An animal's immune response to a foreign body
Macrophages begin to fuse with, and inject its toxins into, the cancer cell. The cell starts rounding up and loses its spikes. As the macrophage cell becomes smooth. The cancer cell appears lumpy in the last stage before it dies. These lumps are actually the macrophages fused within the cancer cell. The cancer cell then loses its morphology, shrinks up and dies. Photo magnification: 3: x8,000 Type: B & W print
ADAPTIVE IMMUNITY
Adaptive immunity is often sub-divided into two major types depending on how the immunity was introduced. Naturally acquired immunity occurs through contact with a disease causing agent, when the contact was not deliberate, whereas artificially acquired immunity develops only through deliberate actions such as vaccination. Both naturally and artificially acquired immunity can be further subdivided depending on whether immunity is induced in the host or passively transferred from an immune host. Passive immunity is acquired through transfer of antibodies or activated T cells from an immune host, and is short lived—usually lasting only a few months. Active immunity is induced in the host itself by antigen, and lasts much longer, sometimes the entire lifetime.
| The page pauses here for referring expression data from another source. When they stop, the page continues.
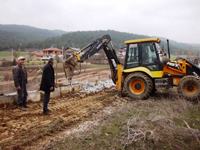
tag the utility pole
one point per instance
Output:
(19, 50)
(12, 54)
(56, 67)
(62, 53)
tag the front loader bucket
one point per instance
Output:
(69, 65)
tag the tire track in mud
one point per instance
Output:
(21, 129)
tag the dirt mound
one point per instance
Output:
(21, 129)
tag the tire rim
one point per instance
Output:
(190, 88)
(137, 86)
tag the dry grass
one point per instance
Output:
(165, 121)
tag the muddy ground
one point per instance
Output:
(30, 129)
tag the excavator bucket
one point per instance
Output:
(69, 65)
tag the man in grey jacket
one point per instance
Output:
(20, 81)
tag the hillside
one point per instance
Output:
(11, 36)
(82, 38)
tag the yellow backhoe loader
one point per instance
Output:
(144, 69)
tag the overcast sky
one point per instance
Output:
(177, 20)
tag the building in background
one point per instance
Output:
(51, 53)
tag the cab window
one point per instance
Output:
(149, 57)
(133, 56)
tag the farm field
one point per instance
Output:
(103, 120)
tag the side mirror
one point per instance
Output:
(152, 48)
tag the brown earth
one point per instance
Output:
(30, 129)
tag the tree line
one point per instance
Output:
(27, 37)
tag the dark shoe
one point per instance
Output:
(49, 110)
(22, 107)
(47, 113)
(26, 106)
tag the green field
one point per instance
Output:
(6, 54)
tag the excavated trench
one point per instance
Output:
(26, 129)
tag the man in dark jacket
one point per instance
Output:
(47, 84)
(20, 81)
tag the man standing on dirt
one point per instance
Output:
(20, 81)
(47, 84)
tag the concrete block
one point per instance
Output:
(11, 99)
(77, 88)
(65, 90)
(34, 96)
(55, 93)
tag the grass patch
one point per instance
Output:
(156, 123)
(6, 54)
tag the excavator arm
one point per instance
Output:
(88, 51)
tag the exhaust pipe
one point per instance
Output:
(168, 48)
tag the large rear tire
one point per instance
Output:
(138, 85)
(189, 87)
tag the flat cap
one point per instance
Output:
(21, 57)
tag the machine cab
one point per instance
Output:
(144, 53)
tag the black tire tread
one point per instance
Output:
(148, 81)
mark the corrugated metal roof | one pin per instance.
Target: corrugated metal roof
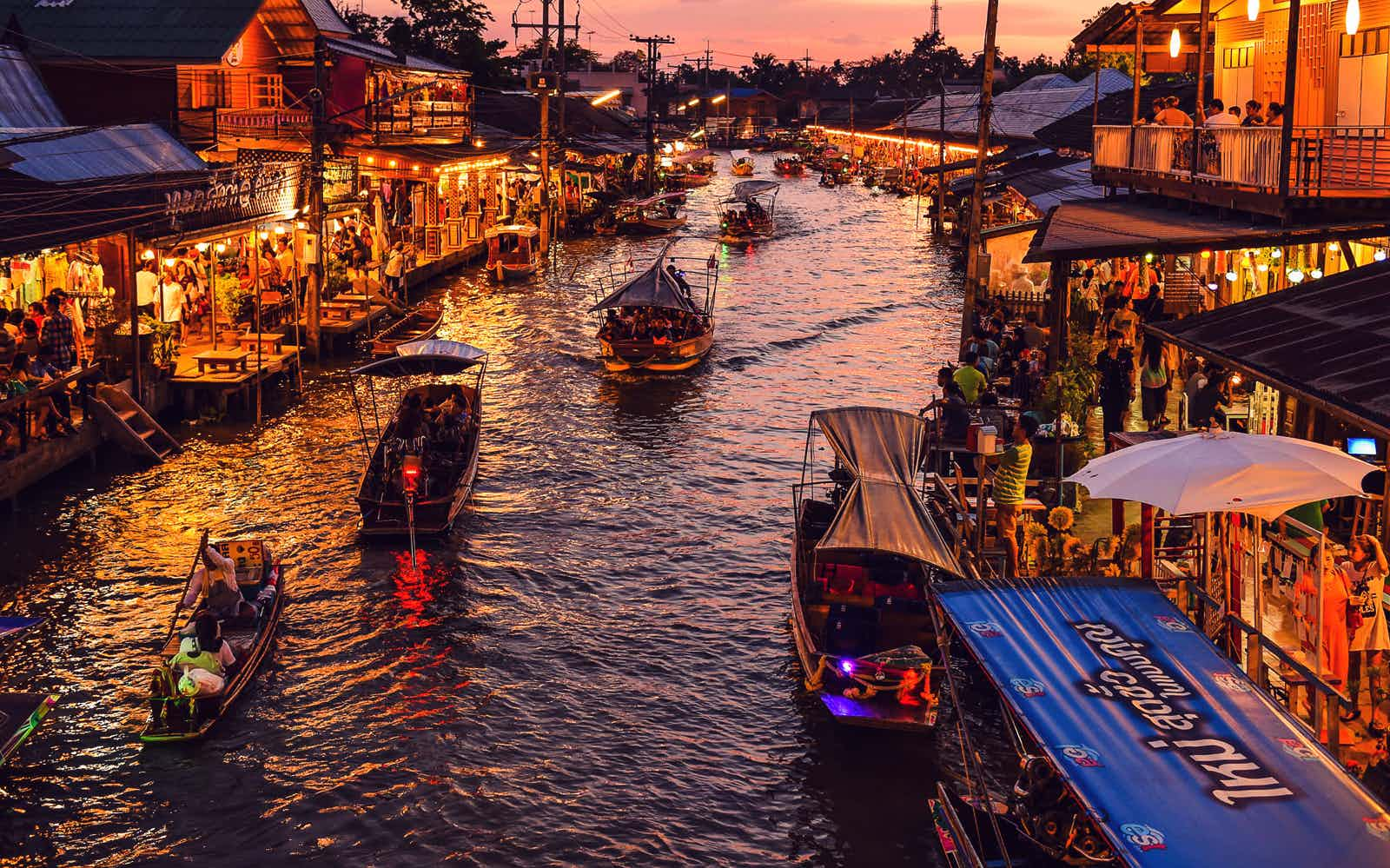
(187, 30)
(1325, 340)
(24, 101)
(1018, 113)
(381, 55)
(326, 17)
(81, 153)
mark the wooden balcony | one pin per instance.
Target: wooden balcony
(1332, 171)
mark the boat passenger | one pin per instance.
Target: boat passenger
(215, 580)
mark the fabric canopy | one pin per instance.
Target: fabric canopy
(745, 189)
(1174, 752)
(657, 287)
(1225, 472)
(875, 442)
(887, 518)
(431, 356)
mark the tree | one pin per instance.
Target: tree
(629, 60)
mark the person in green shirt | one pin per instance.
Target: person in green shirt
(970, 377)
(1009, 481)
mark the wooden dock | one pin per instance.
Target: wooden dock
(222, 388)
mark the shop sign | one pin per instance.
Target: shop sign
(234, 195)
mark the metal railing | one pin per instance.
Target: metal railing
(1324, 159)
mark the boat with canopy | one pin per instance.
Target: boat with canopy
(865, 557)
(750, 212)
(651, 215)
(184, 704)
(419, 469)
(790, 167)
(513, 250)
(1139, 740)
(21, 712)
(660, 319)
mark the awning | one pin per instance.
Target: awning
(1324, 342)
(1090, 229)
(1174, 752)
(657, 287)
(875, 442)
(426, 358)
(887, 518)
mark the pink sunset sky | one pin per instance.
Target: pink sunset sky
(845, 30)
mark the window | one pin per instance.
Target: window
(268, 90)
(210, 89)
(1234, 59)
(1375, 41)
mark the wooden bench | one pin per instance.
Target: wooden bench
(271, 344)
(231, 359)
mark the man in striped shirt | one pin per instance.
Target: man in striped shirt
(1009, 481)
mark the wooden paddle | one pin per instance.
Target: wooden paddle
(202, 544)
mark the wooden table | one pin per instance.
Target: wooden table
(231, 359)
(337, 310)
(271, 344)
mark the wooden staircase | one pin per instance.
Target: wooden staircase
(125, 421)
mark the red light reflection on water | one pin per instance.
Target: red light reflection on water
(417, 586)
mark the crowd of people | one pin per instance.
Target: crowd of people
(655, 324)
(36, 347)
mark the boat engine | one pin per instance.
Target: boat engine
(1054, 818)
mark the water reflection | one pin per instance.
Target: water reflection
(594, 668)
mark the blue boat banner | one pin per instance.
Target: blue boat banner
(1175, 752)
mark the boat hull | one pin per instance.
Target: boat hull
(669, 358)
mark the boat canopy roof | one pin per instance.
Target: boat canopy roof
(657, 287)
(430, 356)
(887, 518)
(1168, 745)
(882, 512)
(875, 442)
(16, 624)
(514, 229)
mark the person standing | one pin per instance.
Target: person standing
(1115, 368)
(1154, 380)
(1009, 484)
(57, 342)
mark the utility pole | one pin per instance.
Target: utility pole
(653, 45)
(316, 201)
(542, 83)
(972, 280)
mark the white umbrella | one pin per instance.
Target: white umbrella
(1225, 472)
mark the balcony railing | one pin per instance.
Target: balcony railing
(1325, 159)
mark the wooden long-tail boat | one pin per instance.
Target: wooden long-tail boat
(865, 555)
(419, 324)
(419, 476)
(261, 580)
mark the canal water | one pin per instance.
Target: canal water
(595, 668)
A further subdivision of adaptive immunity is characterized by the cells involved; humoral immunity is the aspect of immunity that is mediated by secreted antibodies, whereas the protection provided by cell-mediated immunity involves T lymphocytes alone. Humoral immunity is active when the organism generates its own antibodies, and passive when antibodies are transferred between individuals. Similarly, cell-mediated immunity is active when the organism's own T cells are stimulated and passive when T cells come from another organism.